A cold shoulder for “The Huntsman: Winter’s War”

Shortly after “Snow White and the Huntsman” premiered in 2012, it was completely shrouded in scandal. Lead character Kristen Stewart had an affair with her married director Rupert Sanders, forcing people to question the once-set plans for a sequel. However, after a few years and multiple director switches, Universal Pictures decided to give it a go.

“The Huntsman: Winter’s War,” which premiered on April 22, is both the prequel and the sequel to Snow White. Charlize Theron and Chris Hemsworth reprise their roles as the evil queen Ravenna and Eric the Huntsman. Sam Claflin returns as King William, and Nick Frost as dwarf Nion. Emily Blunt and Jessica Chastain join the cast as well, playing the ice queen Freya and Sara, respectively.

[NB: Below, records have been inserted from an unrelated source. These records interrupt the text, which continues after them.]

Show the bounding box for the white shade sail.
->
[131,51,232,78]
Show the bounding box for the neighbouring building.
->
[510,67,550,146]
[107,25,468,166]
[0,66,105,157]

The film starts many years before Snow White, and shifts halfway through to seven years after Ravenna’s death. It tells the story of Ravenna’s sister Freya, the origins of the huntsmen, Eric and Sara’s forbidden love and Ravenna’s resurrection. Freya’s ice powers and Ravenna’s dark magic calls for some pretty intense special effects, and this movie definitely delivers on that front.

Sadly, that is pretty much the only positive thing that can be said about this movie. The plot itself is incredibly predictable. While it’s understandable that the director had to make do without the full original cast, they could have done much better. A prime example of this is the introduction of Freya’s huntsmen. As soon as she tells them that love is forbidden in her kingdom, it is obvious that two of them will fall in love. It is also obvious that it will be her two best huntsmen, Eric and Sara.

Not only is the plot predictable, but it is often forced as well. In an attempt to tie this movie to Snow White, connections are made that do not feel natural.  For anyone who saw “Snow White and the Huntsman,” they remember the scene where Ravenna disguises herself as William to trick Snow White into eating the poisoned apple. As the fairytale goes, only true love’s kiss could break her spell.  Her beloved William’s kiss did not work, but for some reason, Eric’s did. That would imply that there is some kind of connection between Snow White and Eric. However, The Huntsman focuses so much on how Eric never stopped loving Sara and never mentions any kind of connection between him and Snow White. It just drops that little detail in hopes that audiences will forget about it.

Speaking of forced, let’s talk about the final battle for a minute. The entire movie builds to this massive battle at the end. The title even promises a war. Ravenna has been resurrected from the magic mirror, and along with Freya and her army, she plans to take her kingdom back from Snow White. However, after realizing that Ravenna was the one who killed her child, Freya turns on her. This incites an epic battle that lasts all of five minutes. That’s right. The climax of the entire movie lasts only five minutes. Granted, this is when some of the best special effects occur, but even that cannot save it.

Many people wanted this movie to be good, and with such a star-studded cast, it looked truly promising. However, in spite of Sara’s mantra, “I never miss,” this movie definitely misses.